1 points par GN⁺ 2024-03-31 | Aucun commentaire pour le moment. | Partager sur WhatsApp

Explication de l’obfuscation de l’étape Bash

  • Un backdoor a été découvert dans xz/liblzma. Il affecte les serveurs OpenSSH.
  • Plutôt que le binaire contenant le backdoor, l’attention se porte sur la partie bash initiale et sur la méthode d’obfuscation simple mais ingénieuse qui a été utilisée.
  • Cet article explique comment l’étape bash est obfusquée et extraite.

Avant de commencer

  • Deux versions de xz/liblzma (5.6.0 et 5.6.1) sont concernées. Il existe de légères différences.
  • La partie bash est divisée en trois étapes (ou quatre étapes ?) et chaque étape est nommée de Stage 0 à Stage 2.
  • Il est aussi prévu de parler du « Stage 3 », mais il n’est peut-être pas encore totalement implémenté.
  • Les étapes obfusquées/chiffrées ainsi que le backdoor binaire suivant sont cachés dans deux fichiers de test.

Stage 0

  • Le point de départ est le fichier m4/build-to-host.m4. Ce code est exécuté à un moment du processus de build pour extraire le script Stage 1.
  • Il lit des octets depuis un fichier de test et les envoie vers la sortie standard, puis utilise la commande tr pour mapper des caractères vers d’autres caractères.

Stage 1

  • Un fichier bash commençant par « ####Hello#### ». Il est conçu pour ne s’exécuter que sous Linux.
  • Il contient un eval pour extraire srcdir depuis config.status, ainsi qu’une chaîne complexe de commandes head qui saute certains octets avant de produire la sortie.
  • Il applique un chiffrement par substitution simple avec la commande tr, puis décompresse avec la commande xz avant exécution.

Stage 2

  • Stage 2 est le script bash qui modifie le véritable processus de compilation.
  • Il semble exister un système d’« extensions/patchs », permettant d’exécuter de nouveaux scripts sans avoir à modifier en permanence les fichiers de test.
  • Il contient du code qui extrait des fichiers .o et les intègre dans le processus de compilation/édition de liens.

Résumé

  • Ce processus est extrêmement bien dissimulé et assemblé de manière complexe en n’utilisant que des outils standards en ligne de commande.
  • Avec son exécution en 3 étapes et son système d’« extensions », il est conçu pour l’avenir afin d’éviter d’avoir à modifier de nouveau les fichiers de test binaires.
  • Le fait qu’une telle attaque ait été découverte par hasard laisse de nombreuses questions ouvertes au sein de la communauté de la sécurité.

Avis de GN⁺

  • Cet article souligne l’importance de la sécurité logicielle et des attaques sur la supply chain.
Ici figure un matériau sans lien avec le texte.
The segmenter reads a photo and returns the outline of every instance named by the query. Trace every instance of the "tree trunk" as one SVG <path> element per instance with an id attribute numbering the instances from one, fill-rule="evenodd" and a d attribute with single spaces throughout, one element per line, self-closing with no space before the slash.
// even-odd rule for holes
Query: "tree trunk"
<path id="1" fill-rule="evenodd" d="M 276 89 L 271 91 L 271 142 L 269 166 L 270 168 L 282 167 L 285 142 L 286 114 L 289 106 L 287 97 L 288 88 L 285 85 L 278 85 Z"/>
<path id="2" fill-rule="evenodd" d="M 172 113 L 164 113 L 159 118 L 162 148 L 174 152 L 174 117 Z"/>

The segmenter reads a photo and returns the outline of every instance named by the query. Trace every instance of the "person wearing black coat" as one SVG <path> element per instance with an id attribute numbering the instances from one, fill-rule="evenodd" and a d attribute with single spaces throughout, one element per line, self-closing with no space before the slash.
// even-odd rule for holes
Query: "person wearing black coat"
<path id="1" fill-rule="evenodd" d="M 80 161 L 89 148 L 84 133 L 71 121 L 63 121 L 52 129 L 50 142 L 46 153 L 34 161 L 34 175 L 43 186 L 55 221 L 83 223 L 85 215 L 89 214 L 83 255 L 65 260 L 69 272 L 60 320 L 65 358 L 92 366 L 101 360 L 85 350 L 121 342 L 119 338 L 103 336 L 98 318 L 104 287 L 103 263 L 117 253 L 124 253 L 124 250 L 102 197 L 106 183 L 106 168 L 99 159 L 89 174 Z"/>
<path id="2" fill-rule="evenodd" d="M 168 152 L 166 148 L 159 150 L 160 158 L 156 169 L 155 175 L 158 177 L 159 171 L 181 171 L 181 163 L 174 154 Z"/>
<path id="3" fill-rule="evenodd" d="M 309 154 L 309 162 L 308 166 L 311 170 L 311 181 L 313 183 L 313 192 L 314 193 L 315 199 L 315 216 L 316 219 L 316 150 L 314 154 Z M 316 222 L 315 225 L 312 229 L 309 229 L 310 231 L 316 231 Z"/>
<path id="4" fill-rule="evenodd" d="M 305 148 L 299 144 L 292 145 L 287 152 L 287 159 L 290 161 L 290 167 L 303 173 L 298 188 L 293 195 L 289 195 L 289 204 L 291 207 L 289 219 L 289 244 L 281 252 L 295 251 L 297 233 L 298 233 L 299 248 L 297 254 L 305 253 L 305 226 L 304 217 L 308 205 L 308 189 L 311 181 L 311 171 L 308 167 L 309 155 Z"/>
Il rappelle qu’il faut être conscient des vulnérabilités pouvant apparaître dans le processus de build logiciel, ainsi que de l’importance de la revue de code et des audits de sécurité.
  • Les techniques d’obfuscation et les méthodes d’attaque multi-étapes montrent à quel point les attaquants peuvent infiltrer un système de manière sophistiquée. Ces techniques ont aussi une valeur pédagogique pour les professionnels de la sécurité.
  • Parmi les autres outils ou projets de sécurité offrant des fonctions similaires, on peut citer Dependency-Check d’OWASP ou la Nexus Platform de Sonatype. Ils aident à identifier les vulnérabilités de sécurité dans les dépendances logicielles.
  • Lors de l’adoption de ce type de techniques, il faut renforcer la sécurité à toutes les étapes de la supply chain logicielle. Le bénéfice est une meilleure sûreté des systèmes, mais l’inconvénient est que si des attaquants utilisent de telles méthodes, leur détection peut devenir difficile.
  • Cet incident met en lumière à la fois les forces et les faiblesses de la communauté open source. Les revues et contributions communautaires sont essentielles à la croissance et à la sécurité des projets, mais elles impliquent aussi un risque lié à d’éventuels contributeurs malveillants.